The Yarkon River is the largest of the coastal rivers in terms of water flow (8 cubic meters per second on average) and second of all rivers of the country after the Jordan River.
The length of the Yarkon River is about 28 km and it carries water originating from the hills of Judea and Samaria and from Tel Afek to the Mediterranean. It ends on the coast in North Tel Aviv.
In 1955 the authorities began to pump drinking water from the Yarkon to the National Water Carrier, and the river lost from its volume. In addition, due to increased local usage, the quantity of spring water flowing into the river kept declining. The decrease in the amount of water impacted the self-purification capacity of the Yarkon. During the 60’s and 70’s a construction boom began along some parts of the River which flows not only in Tel Aviv but through Ramat Gan, Petach Tikva, Rosh Haayin, etc. Construction companies began pumping industrial and domestic waste into the river, causing serious pollution of the water. During the 70’s treatment plants were set up for waste water treatment, but the water was of such poor quality that the deterioration process continued.

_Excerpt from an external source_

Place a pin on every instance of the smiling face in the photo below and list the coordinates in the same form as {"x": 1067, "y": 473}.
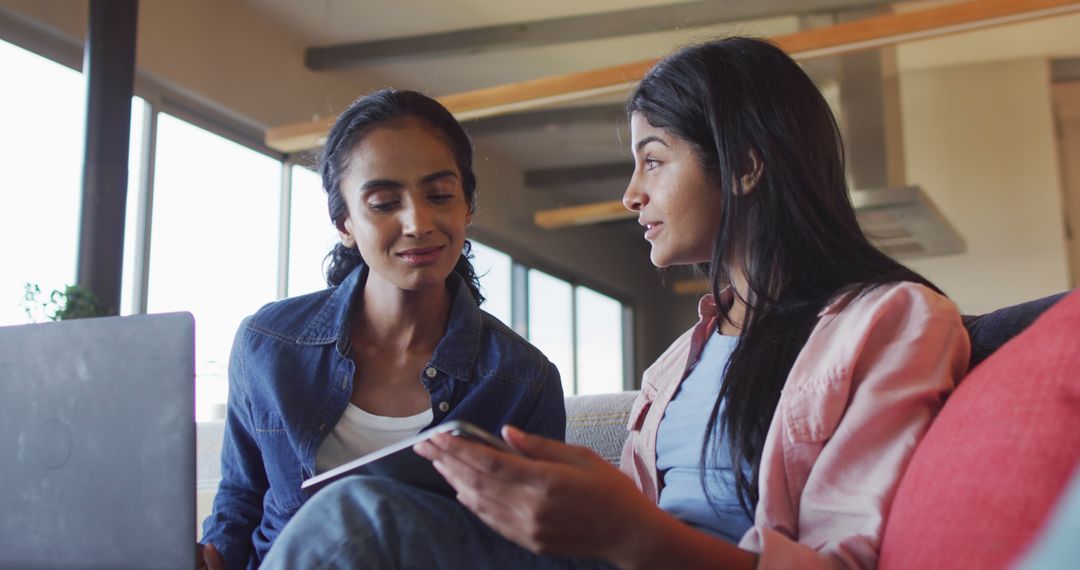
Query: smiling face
{"x": 407, "y": 209}
{"x": 673, "y": 197}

The Yarkon is mentioned in the Book of Joshua as the border between the tribes of Dan’s and Manasseh, and the site of many battles waged between Israel and the Philistines. Some believe that the cedar trees brought from Lebanon for the construction of the First Temple during the days of King Solomon arrived by to the Mediterranean coast, from where they were transported all along the Yarkon and from there to Jerusalem.